L’époque romantique se définit par opposition au classicisme, soit la prépondérance accordée au sentiment plutôt qu’à la raison et la recherche de nouvelles formes qui dépassent les canons établis. Rappelons que Beethoven, arrivé à Vienne en 1792, composa d’abord dans le style classique, comme ses modèles Haydn et Mozart, et que sa musique se teintera de romantisme au tournant du 19e siècle. Parmi les dizaines de versions existantes de la 5e Symphonie, (Qobuz via Roon dénombre 234 !), je n’ai pas hésité une seconde à choisir la 2e version officielle de l’immense chef que fut Nikolaus Harnoncourt, couplée ici avec la 4e Symphonie. La notice qui accompagne le disque est passionnante. On y apprend notamment le lien existant entre la 5e Symphonie et la Révolution française. Dans les années 1990, Harnoncourt avait enregistré une intégrale de référence des neuf symphonies, en brassant la cage quelque peu. Cette 2e version des 4e et 5e Symphonies va encore plus loin en bousculant les idées reçues. Ainsi, la sous-estimée « 4e Symphonie » devient la plus belle et la plus équilibrée des symphonies de Beethoven. Concernant la 5e, Harnoncourt rejette la symbolique du destin au début de la symphonie : « on ne frappe pas à la porte pour entrer, mais pour sortir », nous dit-il. Jouée ainsi, la 5e devient plutôt un manifeste politique, voire une marche de libération postrévolutionnaire permettant de traverser de l’autre côté, vers la liberté. Magnifique prise de son soulignant avec aplomb les contrastes dynamiques de la musique (la différence entre les sons les moins forts et les forts).

« Modernité » : 1900 à nos jours

Stravinsky : L’Oiseau de feu, Pétrouchka (version 1911), Le Sacre du printemps
Pierre Boulez
Deutsche Grammophon 435769

Bang! Le Sacre du printemps, ballet de Stravinsky créé en 1913 à Paris, provoqua l’un des plus grands tremblements de terre de l’histoire de la musique. Il y a un avant et un après le Sacre, chef-d’œuvre absolu qui offrit un élan de liberté aux compositeurs.
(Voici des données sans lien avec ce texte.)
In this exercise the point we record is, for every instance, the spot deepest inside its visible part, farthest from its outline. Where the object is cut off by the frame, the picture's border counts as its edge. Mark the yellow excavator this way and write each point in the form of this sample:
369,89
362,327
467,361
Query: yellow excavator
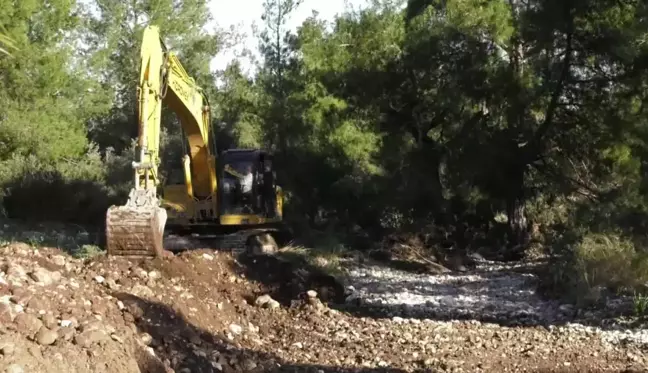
235,199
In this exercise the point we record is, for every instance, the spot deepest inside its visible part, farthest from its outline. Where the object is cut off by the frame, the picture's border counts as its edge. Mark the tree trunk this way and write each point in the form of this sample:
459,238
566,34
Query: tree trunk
516,211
Ce disque de Pierre Boulez à Cleveland, qui débute par le ballet Pétrouchka, fait partie des deux ou trois disques que j’utilise systématiquement pour tester les appareils stéréo, en particulier les amplificateurs. La prise de son a tout pour elle : une image sonore cristalline et parfaitement mise en place (on a l’impression de voir la musique, de pouvoir la toucher), des timbres hyperréalistes gorgés de couleurs et, surtout, une dynamique foudroyante qui vous décoiffera (la grosse caisse dans le Sacre!). Boulez, dans ces deux œuvres essentielles, loge davantage du côté analytique et descriptif. D’autres chefs, comme Riccardo Chailly, ont su donner plus de place à la danse, mais seul Boulez réussit à faire preuve d’une telle virtuosité dans l’exécution, en imprégnant à l’orchestre un sens implacable du rythme et de la perfection d’ensemble. Un délice pour tout audiophile qui se respecte.